As someone who considers himself a mathematician, or at least a poor excuse for one, I have a slight interest in calculators. Not as huge as a layperson might expect, as you one reaches a point on ones subject where numbers are rarely mentioned, and then only in disdain ("good lord, you don't do actual CALCULATIONS do you?"), but certainly at A-level and in certain degree level subjects, one must deign to deal in hard numbers. I am now thoroughly used to scientific calculators, which obey the basic rules of BODMAS (Brackets, division, multiplication, addition, summation. I don't recall what the O stands for), so it comes as a shock when I need to do a little calculation and find the only tools at hand to be my phone or my computer.

The mobile phone is not designed to be a calculator, although it certainly has the processing power to be one if it wanted to be. Sadly it is designed for people who have never encountered bodmas, which makes doing any calculation fiendishly difficult. Coupled with it's lack of a memory function, it's almost impossibly hard to use the bloody thing. The computer calculator is even worse, because it mockingly claims that it has a scientific mode. This merely means it adds extra buttons, although often not the ones you need, and still does not obey the rules any basic scientific calculator would, rendering it, again, close to useless.

Even scientific calculators hold perils for any degree level mathematicians thanks to the distiniction between log and ln.

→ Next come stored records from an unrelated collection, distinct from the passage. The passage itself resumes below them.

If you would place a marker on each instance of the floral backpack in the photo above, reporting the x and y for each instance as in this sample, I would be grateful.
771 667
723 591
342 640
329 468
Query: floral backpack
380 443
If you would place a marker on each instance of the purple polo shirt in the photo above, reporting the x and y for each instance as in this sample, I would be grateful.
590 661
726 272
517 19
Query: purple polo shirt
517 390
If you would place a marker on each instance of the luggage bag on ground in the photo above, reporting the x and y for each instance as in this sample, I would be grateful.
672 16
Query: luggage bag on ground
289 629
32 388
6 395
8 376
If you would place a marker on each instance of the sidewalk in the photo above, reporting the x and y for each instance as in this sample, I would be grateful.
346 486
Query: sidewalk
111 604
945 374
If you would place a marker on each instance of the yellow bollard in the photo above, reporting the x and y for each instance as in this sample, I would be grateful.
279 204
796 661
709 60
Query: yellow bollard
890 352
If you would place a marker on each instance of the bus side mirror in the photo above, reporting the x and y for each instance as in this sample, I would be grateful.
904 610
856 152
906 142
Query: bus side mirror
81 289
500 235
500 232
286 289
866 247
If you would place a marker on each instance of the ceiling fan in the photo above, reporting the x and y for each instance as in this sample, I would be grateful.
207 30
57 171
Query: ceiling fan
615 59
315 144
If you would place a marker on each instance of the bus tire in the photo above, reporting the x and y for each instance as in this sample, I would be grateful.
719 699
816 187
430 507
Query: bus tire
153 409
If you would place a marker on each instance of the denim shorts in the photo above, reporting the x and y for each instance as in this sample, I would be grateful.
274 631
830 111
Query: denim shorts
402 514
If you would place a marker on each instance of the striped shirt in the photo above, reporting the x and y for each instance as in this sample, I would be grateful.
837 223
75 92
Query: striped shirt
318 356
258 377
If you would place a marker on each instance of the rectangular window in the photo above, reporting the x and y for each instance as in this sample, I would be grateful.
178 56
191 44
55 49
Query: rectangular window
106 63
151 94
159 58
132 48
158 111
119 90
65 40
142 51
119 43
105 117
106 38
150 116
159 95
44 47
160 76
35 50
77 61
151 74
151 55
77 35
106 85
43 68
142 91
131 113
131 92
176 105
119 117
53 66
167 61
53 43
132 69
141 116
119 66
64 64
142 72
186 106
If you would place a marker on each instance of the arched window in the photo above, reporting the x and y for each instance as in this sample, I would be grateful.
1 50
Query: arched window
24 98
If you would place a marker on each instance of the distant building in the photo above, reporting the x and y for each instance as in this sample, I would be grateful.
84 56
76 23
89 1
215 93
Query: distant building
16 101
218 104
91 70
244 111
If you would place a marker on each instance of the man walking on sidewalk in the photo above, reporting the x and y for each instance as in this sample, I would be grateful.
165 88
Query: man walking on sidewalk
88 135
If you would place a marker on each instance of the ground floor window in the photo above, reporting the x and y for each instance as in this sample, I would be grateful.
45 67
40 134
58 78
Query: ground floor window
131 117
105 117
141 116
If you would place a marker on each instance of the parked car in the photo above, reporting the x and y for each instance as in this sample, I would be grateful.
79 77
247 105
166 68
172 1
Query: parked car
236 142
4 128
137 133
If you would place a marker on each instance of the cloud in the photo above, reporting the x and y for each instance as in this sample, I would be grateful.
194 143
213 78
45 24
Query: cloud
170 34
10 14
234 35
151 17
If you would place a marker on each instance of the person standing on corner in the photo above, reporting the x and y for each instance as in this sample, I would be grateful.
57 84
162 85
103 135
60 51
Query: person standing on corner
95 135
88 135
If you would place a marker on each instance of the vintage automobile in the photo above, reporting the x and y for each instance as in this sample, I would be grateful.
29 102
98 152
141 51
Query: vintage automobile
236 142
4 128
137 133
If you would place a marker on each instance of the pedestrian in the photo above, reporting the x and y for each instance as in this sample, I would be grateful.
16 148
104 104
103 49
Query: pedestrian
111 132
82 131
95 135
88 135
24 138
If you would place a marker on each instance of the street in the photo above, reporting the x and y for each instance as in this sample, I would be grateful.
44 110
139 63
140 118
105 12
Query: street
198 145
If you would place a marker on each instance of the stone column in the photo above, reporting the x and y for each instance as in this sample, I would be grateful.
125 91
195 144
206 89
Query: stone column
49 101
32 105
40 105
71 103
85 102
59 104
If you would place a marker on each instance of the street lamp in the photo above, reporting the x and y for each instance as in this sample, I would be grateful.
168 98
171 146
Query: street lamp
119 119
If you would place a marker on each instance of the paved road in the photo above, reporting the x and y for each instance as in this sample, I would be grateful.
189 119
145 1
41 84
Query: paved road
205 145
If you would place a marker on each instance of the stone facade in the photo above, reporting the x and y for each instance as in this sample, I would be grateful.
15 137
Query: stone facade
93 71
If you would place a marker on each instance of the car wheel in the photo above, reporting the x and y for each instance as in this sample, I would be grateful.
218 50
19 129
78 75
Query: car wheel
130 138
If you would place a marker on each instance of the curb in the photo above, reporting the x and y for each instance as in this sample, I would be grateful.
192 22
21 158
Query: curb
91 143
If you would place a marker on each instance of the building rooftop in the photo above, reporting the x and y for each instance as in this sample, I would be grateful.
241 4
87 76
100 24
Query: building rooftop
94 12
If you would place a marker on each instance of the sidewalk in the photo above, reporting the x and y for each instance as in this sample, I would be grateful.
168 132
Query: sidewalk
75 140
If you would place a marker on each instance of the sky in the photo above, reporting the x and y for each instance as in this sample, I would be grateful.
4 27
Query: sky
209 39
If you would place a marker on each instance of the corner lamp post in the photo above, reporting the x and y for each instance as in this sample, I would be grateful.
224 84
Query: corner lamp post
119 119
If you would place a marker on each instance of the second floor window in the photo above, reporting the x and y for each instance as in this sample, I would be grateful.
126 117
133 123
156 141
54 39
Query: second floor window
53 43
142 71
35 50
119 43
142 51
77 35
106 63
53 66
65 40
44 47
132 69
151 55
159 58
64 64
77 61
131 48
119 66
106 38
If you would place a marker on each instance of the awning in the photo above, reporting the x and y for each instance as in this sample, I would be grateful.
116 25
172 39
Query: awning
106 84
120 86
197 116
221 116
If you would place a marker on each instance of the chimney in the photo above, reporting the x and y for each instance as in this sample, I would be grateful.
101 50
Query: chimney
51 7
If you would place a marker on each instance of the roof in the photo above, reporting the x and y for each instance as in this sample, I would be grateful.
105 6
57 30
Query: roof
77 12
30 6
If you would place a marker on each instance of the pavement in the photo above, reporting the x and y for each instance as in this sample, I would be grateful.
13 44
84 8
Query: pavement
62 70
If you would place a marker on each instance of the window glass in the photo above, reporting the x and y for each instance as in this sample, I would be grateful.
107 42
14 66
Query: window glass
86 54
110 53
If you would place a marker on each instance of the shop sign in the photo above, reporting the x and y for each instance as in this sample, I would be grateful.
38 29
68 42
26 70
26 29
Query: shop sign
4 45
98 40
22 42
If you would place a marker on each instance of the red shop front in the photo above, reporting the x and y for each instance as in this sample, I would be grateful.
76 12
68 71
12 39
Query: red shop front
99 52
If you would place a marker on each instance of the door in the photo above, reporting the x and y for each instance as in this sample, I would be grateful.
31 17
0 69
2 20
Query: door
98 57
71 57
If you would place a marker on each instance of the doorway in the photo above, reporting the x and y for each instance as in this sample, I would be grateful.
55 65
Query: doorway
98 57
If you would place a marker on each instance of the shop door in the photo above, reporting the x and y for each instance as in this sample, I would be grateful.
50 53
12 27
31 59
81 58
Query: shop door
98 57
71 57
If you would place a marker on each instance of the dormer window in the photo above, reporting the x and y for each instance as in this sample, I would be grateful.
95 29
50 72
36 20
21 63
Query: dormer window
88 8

You see when you are first taught logarithms you are normally introduced to base 10 ie log10(x)=y where 10^y=x so log10=1, for example. For short, you say log x, excluding the little 10 (which should be a subscript but I am too lazy to find out the html to do that). Later on you will be introduced to the number e, a deeply vital number in mathematics, and you will often take logarithms with base e- we call this ln. Except that at degree level you never, ever, ever need to take a logarithm of something at anything other than base e, so you soon get into the habit of calling ln log. Confused yet? You should be. Sadly the habits of many mathematicians differ, which can lead to some confusion along the way.

ANYWAY, after four years of meaning base e when you say log, it becomes ingrained, so when you actually have to do a calculation, you will unthinkingly press the log button, and get your answers consistently wrong. And often you won't even know why......

I apologise if you lost me after the word "As", but sadly this rant had to be written in somewhat technical language. Or at least, I chose to write it that way....

3 Comments:

At 3:33 pm, Anonymous Anonymous said...

I understand K! And agree! Damn misleading logarithms!

O is for order by the way, i.e powers

 
At 6:17 pm, Blogger Ben said...

As long as I have my sine, cosine, tangent and square root buttons I'm happy. Trigonometry was the only useful thing I learned and can remember from A level (or perhaps GCSE?) maths.

 
At 11:53 pm, Blogger Mr K said...

Oh! You know I never actually knew what that O stood for. I am enlightened.